The USGS study sought to create a climate match comparing the python’s native range to a potential range here in the US. The methodology was to use median temperatures from the native range of the python, and overlay that data to create a climate matching map across the southern third of the US. The flaw in the USGS work revealed by Jacobson et al revolves around the erroneous idea that median temperatures are an accurate way to determine range. They are not. Temperature extremes, especially the low temperatures reached in a given climate are much more important. As tropical species, pythons are morphologically, physiologically and behaviorally ill-equipped to tolerate low temperatures commonly reached north of the Everglades during the winter. In other words, pythons can barely tolerate cold temperatures in south Florida let alone central and north Florida, or outside of the state.

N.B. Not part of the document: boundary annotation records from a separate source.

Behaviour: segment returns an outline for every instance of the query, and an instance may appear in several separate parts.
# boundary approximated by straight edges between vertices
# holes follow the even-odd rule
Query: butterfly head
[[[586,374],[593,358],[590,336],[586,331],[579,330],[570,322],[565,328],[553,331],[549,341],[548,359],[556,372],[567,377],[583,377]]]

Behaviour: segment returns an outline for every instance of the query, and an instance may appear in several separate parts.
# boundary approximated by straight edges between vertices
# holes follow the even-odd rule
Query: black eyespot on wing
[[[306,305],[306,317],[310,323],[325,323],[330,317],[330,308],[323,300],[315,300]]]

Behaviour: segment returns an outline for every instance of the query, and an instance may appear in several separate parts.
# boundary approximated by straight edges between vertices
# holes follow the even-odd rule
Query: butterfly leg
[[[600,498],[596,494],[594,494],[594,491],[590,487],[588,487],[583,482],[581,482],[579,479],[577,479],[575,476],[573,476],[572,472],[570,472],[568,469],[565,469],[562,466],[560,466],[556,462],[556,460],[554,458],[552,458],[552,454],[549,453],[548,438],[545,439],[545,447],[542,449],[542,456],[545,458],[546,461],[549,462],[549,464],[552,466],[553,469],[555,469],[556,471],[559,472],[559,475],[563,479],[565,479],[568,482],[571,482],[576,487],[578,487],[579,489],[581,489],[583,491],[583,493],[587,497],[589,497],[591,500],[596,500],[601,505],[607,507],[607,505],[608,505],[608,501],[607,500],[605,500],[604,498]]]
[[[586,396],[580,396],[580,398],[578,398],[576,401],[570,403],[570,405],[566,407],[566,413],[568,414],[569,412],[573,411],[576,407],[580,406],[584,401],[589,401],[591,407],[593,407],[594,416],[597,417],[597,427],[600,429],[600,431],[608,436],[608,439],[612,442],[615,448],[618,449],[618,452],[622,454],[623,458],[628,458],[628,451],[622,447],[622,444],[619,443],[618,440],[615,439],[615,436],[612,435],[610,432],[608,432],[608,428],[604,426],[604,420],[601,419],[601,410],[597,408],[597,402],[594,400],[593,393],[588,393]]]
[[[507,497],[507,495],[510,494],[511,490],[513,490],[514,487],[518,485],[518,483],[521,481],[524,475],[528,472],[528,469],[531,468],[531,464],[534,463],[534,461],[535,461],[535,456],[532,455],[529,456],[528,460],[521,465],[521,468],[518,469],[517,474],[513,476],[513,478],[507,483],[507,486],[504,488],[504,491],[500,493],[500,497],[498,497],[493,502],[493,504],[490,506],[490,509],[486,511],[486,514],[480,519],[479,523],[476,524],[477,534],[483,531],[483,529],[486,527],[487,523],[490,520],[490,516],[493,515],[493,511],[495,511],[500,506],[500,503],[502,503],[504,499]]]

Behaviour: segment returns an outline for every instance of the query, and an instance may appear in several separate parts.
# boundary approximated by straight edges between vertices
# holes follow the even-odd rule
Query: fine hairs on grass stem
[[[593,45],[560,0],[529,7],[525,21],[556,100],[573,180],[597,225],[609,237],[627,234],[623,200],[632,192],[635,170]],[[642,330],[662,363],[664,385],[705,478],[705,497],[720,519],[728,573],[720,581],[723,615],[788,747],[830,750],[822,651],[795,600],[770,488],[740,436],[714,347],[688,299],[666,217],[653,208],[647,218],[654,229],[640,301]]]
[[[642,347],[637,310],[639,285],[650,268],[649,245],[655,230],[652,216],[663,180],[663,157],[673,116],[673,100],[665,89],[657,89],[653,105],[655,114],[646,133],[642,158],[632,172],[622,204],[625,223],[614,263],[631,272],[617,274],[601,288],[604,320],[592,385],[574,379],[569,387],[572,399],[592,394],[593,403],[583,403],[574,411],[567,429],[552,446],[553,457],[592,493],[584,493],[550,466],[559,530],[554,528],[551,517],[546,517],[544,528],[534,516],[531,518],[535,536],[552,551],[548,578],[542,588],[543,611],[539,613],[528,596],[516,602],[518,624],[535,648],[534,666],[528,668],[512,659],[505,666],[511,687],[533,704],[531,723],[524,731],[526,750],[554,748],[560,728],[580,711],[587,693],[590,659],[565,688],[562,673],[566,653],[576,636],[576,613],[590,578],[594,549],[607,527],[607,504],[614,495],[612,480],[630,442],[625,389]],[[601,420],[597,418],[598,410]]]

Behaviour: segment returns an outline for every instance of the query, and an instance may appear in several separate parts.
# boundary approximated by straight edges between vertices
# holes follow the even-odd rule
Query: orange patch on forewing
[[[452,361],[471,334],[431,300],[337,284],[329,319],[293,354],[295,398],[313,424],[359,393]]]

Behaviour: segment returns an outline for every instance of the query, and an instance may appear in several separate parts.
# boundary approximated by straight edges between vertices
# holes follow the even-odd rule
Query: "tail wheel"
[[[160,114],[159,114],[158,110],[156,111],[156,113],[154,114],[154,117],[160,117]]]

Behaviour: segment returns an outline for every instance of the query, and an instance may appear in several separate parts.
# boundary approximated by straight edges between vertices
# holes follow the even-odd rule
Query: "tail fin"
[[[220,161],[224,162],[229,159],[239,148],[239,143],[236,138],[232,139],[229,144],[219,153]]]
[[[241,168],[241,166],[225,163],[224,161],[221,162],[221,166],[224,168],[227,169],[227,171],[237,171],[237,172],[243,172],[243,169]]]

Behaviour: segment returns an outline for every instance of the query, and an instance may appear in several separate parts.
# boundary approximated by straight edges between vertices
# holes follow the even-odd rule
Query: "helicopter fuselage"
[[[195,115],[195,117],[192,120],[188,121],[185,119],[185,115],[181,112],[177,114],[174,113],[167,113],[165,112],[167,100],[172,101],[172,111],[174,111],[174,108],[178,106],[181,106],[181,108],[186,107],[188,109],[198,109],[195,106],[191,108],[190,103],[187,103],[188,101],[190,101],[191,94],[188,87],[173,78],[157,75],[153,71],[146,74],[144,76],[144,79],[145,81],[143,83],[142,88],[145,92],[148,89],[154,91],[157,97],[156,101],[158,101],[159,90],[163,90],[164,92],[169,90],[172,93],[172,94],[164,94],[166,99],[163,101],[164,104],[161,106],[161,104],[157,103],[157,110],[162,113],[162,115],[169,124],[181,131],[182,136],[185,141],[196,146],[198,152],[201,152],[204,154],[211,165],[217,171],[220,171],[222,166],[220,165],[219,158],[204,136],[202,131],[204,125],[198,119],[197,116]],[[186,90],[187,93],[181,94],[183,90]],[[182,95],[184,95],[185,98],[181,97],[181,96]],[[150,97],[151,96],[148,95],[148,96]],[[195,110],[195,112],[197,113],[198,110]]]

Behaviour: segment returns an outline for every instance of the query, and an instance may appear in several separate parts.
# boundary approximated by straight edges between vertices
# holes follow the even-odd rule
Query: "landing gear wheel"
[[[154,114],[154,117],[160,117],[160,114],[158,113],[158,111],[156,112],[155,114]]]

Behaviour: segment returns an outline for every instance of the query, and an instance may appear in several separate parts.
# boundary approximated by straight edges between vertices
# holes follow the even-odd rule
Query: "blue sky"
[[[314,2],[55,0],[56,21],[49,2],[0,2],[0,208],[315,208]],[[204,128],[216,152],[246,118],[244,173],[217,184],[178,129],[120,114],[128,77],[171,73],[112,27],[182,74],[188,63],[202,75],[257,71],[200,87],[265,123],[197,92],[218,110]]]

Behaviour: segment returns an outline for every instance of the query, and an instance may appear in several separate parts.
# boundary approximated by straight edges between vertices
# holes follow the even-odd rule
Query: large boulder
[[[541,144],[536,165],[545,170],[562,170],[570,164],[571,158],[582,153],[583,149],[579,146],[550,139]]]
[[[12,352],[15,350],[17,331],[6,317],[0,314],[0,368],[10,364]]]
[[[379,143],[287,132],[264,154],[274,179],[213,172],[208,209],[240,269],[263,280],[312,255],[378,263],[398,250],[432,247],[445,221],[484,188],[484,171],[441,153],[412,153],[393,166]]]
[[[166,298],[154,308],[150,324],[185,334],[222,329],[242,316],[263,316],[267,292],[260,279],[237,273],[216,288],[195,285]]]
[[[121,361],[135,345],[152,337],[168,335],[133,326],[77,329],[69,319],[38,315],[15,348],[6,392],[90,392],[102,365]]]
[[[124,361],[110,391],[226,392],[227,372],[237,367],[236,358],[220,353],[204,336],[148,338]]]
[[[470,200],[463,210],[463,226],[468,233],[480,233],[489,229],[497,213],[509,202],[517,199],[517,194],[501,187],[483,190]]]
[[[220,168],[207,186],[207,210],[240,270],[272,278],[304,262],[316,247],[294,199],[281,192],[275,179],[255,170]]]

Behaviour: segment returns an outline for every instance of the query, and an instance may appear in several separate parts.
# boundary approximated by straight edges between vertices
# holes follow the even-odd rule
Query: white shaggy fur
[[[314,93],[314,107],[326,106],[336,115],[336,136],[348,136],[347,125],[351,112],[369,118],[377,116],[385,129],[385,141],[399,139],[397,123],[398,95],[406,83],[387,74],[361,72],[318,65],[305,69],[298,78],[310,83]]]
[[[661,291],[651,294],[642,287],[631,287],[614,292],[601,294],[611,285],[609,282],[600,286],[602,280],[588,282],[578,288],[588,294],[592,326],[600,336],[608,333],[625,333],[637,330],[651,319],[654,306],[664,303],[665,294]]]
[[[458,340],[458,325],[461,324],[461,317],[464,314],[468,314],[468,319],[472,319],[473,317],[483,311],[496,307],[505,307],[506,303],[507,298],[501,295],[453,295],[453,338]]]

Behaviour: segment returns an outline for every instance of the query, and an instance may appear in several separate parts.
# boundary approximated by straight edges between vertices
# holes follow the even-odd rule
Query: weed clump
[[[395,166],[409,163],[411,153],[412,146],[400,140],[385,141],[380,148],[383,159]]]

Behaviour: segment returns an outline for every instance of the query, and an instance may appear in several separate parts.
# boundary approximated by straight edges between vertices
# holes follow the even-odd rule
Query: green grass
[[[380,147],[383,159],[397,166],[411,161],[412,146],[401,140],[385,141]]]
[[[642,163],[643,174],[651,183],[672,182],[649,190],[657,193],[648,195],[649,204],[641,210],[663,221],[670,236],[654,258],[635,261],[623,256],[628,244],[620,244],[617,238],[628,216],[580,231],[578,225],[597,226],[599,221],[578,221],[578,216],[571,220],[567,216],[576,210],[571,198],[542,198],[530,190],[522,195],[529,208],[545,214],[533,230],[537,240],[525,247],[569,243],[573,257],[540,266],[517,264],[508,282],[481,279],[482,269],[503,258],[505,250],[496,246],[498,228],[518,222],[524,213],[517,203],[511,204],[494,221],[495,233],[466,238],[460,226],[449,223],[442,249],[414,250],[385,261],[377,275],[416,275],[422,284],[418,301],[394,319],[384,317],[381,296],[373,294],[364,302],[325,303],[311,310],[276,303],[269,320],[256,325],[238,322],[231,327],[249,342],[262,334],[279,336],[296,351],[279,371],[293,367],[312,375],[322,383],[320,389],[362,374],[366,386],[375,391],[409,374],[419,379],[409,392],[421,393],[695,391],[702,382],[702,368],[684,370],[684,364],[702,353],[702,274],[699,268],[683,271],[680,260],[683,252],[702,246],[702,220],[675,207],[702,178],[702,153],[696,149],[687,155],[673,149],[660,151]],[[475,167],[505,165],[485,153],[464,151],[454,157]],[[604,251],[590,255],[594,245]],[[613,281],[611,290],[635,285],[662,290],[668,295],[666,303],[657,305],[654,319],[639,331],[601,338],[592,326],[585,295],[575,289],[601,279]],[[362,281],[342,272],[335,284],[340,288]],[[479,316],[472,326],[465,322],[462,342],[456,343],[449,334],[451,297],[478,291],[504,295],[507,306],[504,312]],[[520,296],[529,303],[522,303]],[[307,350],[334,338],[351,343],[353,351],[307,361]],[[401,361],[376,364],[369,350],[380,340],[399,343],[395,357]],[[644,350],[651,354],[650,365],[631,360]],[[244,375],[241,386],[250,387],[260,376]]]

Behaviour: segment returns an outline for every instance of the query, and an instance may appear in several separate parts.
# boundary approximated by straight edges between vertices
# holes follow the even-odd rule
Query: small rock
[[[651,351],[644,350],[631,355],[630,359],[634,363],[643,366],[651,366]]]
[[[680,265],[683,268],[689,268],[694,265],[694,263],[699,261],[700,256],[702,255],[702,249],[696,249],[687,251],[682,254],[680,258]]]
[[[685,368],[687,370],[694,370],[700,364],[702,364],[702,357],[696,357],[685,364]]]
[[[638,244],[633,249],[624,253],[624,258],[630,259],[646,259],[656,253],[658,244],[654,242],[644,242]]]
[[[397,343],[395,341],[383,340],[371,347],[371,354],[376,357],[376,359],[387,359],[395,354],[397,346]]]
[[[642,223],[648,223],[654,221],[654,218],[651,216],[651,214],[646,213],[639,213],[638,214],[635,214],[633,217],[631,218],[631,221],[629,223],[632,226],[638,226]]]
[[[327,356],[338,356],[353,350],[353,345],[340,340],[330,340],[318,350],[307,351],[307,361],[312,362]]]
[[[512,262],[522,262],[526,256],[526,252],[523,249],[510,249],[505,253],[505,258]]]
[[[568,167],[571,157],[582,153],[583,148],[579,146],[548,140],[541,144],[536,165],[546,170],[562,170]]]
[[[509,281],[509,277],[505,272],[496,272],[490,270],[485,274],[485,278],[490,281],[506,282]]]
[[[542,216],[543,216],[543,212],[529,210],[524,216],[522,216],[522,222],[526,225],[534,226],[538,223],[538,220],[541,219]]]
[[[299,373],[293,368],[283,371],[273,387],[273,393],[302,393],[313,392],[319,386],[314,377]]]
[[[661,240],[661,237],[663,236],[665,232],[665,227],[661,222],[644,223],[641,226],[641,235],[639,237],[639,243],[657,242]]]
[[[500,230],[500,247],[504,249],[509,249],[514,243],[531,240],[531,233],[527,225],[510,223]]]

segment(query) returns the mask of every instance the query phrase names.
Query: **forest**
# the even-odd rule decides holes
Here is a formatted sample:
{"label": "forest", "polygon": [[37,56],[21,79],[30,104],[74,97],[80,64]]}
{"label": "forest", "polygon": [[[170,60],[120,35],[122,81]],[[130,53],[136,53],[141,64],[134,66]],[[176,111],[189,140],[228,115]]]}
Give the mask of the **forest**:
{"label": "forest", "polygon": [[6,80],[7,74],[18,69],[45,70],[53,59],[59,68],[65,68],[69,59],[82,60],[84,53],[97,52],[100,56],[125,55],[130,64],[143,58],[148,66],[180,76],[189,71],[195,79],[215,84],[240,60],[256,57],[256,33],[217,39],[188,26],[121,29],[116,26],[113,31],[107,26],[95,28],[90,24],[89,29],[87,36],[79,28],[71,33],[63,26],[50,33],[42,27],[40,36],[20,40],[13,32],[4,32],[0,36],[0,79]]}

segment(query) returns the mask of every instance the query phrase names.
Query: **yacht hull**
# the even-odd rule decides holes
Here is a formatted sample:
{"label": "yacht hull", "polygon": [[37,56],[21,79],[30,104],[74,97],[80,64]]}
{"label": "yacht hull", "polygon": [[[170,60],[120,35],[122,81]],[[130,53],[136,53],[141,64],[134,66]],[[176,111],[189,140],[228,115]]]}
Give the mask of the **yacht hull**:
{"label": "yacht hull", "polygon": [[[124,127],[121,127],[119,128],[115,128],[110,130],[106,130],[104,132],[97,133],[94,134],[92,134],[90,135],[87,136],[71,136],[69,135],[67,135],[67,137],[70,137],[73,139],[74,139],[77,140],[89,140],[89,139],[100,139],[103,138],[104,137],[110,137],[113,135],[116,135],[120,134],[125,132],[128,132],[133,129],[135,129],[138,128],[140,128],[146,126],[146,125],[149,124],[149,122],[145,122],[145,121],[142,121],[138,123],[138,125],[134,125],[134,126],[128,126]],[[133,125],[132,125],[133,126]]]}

The National Geographic Society’s Resident Herpetologist, Dr. Brady Barr, has stated, “Climate data reveal that temperatures found in southern Florida simply are not conducive to the long term survival of large tropical snakes. When it gets cold, these snakes die”. Dr. Barr goes on to say, “Feral Hogs are a bigger problem for the Everglades than pythons. The press has sensationalized this story to the point that people think the sky is falling. Hopefully comprehensive research such as Jacobson et al. will put an end to the hysteria.”
The US House Natural Resources Committee, Subcommittee on Fisheries, Wildlife, Oceans and Insular Affairs will hold a hearing on H.R. 511 on Thursday November 29th. The bill known as the ‘Python Ban’ seeks to add nine constricting snakes to the Injurious Wildlife list of the Lacey Act. The Subcommittee Chair is Representative John Flemming (R-LA). The hearing will be held in the Longworth House Office Building at 10:00 AM. The United States Association of Reptile Keepers opposes the addition of any constricting snakes to the Injurious Wildlife list.